Poll reveals views on calligraphy education
By Agencies Published: Aug 30, 2011 02:27 PM
A recent ministry order that obliges the nation’s elementary schools to increase calligraphy classes has triggered widespread discussion, amid extensive concern that keyboard use has cramped children’s penmanship.
According to a notice issued by the Ministry of Education on its website Friday, senior elementary school students will have one hour of calligraphy class every week, and high schools should set up calligraphy as an optional course.
The news ranked as the most popular topic on Weibo, China’s Twitter-style microblog site. And as of Sunday morning 88 percent of 9,069 Internet users, who took part in a survey hosted by the website on making calligraphy classes compulsory at school, voted in support of the penmanship-reviving policy.
Among the supporters, some wrote they believe calligraphy education introduces pupils to Chinese traditional aesthetics, some hailed the policy as they posted that their handwriting had suffered from lack of practice since childhood, and most wrote they worry about the decline of calligraphy which they regard as one of the fundamentals of Chinese culture.
Opposition to the policy was also posted.
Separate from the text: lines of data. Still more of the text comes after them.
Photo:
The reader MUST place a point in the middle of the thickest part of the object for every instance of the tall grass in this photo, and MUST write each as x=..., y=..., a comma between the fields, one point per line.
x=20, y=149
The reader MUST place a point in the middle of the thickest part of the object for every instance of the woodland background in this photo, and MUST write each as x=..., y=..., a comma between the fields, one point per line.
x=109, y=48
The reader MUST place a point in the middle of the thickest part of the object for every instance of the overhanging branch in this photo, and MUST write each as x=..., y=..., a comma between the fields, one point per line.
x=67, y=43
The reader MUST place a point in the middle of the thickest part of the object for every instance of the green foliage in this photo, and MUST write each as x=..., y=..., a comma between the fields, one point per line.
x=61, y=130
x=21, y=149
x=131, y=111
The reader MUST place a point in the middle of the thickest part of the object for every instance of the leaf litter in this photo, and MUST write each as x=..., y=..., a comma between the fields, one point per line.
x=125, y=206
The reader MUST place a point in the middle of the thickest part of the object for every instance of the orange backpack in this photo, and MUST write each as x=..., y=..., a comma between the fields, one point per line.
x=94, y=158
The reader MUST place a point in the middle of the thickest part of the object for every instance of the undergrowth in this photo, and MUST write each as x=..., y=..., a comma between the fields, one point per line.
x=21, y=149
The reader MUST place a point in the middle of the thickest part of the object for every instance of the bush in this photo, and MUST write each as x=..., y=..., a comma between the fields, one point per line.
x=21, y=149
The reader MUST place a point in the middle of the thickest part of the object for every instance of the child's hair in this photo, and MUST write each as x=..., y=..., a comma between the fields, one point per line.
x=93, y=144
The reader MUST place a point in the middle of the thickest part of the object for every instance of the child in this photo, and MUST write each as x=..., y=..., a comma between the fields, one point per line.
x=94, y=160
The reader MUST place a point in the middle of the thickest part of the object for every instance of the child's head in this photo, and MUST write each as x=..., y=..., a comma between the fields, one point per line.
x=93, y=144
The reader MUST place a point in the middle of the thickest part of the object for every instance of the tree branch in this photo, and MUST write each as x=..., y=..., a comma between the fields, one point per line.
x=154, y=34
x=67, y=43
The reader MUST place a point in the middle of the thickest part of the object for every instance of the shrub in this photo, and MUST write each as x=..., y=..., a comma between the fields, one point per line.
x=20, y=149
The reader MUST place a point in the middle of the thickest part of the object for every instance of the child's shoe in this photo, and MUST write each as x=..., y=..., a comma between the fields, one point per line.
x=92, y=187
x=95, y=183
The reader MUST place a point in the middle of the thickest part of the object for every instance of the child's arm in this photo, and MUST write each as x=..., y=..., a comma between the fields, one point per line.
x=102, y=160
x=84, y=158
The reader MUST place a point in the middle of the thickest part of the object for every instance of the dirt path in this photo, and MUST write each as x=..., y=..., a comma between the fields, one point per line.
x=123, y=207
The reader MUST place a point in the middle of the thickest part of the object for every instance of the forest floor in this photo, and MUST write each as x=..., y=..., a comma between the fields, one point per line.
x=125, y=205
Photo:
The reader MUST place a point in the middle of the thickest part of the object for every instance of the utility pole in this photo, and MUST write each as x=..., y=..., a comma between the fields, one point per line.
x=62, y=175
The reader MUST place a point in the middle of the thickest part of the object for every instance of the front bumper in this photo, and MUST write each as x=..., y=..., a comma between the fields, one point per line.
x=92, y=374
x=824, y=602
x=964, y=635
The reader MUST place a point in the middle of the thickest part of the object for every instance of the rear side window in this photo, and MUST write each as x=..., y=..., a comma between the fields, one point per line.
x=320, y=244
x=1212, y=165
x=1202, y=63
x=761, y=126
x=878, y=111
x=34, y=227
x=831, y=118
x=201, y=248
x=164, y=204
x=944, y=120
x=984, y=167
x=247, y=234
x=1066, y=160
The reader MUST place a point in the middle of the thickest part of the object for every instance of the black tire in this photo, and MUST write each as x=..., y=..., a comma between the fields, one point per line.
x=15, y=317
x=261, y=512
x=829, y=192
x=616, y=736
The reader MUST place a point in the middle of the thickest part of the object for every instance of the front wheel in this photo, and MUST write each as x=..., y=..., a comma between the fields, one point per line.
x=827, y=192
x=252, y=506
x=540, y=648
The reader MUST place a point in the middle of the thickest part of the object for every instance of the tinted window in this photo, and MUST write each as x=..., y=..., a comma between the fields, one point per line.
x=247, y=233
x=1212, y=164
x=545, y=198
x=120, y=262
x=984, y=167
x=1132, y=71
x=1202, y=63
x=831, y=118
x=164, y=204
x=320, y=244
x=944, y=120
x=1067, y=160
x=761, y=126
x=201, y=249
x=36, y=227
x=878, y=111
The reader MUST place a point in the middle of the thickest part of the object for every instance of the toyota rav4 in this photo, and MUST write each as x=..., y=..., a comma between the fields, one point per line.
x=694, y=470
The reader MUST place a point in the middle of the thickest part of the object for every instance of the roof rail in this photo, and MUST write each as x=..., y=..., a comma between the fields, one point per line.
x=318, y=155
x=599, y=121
Some frowned upon enforcing it on schools and students, and some argued it would only add pressure on the already overstretched students. Most of the surveyed expressed their concerns that in an education system where students are pushed to excel in exams so as to enter key schools, children are already overloaded with academic work, and compulsory calligraphy education only will makes things worse.
According to the education ministry order, calligraphy courses will teach students to write standard Chinese characters in a proper way, using the right gestures. Students in higher grades should also learn to appreciate the work of ancient calligraphers. The ministry ordered regions with adequate education resources to start calligraphy lessons in September, the beginning of the fall semester.